Andrea Flack's team at the Max Planck Institute never ceases to marvel at these graceful birds. For years, researchers have been trying to track their flight patterns, first in autumn when they leave Europe for Africa, then in spring when they take the return route before mating season. But when and especially where do storks fly? How do they learn the best routes? "Migration research usually asserts that routes are either innate, inherited genetically, or acquired from other birds of the same species," said the German researcher. In an article published on March 4 in the American Proceedings of the National Academy of Sciences (PNAS), however, Flack and her colleagues have just shown that an essential element was missing: storks also learn from their own experience, improving their routes from year to year.
Demonstrating this may seem easy enough. Equipping birds of this size with tracking devices to record their position and wing beats – in other words, their energy expenditure – presents no insurmountable technical difficulty. But their first journey, which they begin alone at 8 weeks of age, is one of danger: seventy-five percent of young storks die in their first year.

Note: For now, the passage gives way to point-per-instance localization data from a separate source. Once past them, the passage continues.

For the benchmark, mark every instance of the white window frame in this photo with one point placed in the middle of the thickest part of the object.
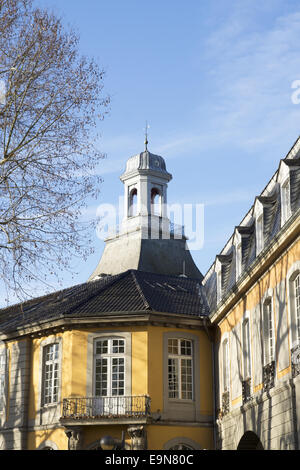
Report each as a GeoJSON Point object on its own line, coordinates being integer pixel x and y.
{"type": "Point", "coordinates": [110, 356]}
{"type": "Point", "coordinates": [292, 275]}
{"type": "Point", "coordinates": [259, 234]}
{"type": "Point", "coordinates": [51, 383]}
{"type": "Point", "coordinates": [285, 201]}
{"type": "Point", "coordinates": [268, 327]}
{"type": "Point", "coordinates": [184, 381]}
{"type": "Point", "coordinates": [225, 365]}
{"type": "Point", "coordinates": [246, 346]}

To study migratory learning, it is therefore necessary to equip a very large number of juveniles. Researchers at the Max Planck Institute set out to do just that, at five breeding sites in southern Germany and Austria. In the process, they accumulated an unprecedented mass of data, tracking 40 individuals over several consecutive years, between 2013 and 2020.
The results were spectacular. In their first year, juveniles explore. They fly with the wind. Their priority is to minimize their energy expenditure, even if it means lengthening the distance and time they need to fly. But from the following year, the birds begin to reduce their migration time. "They seem to use the spatial memory they have acquired to innovate and take shortcuts," says Ellen Aikens, the first author of the aforementioned study, now a researcher at the University of Wyoming.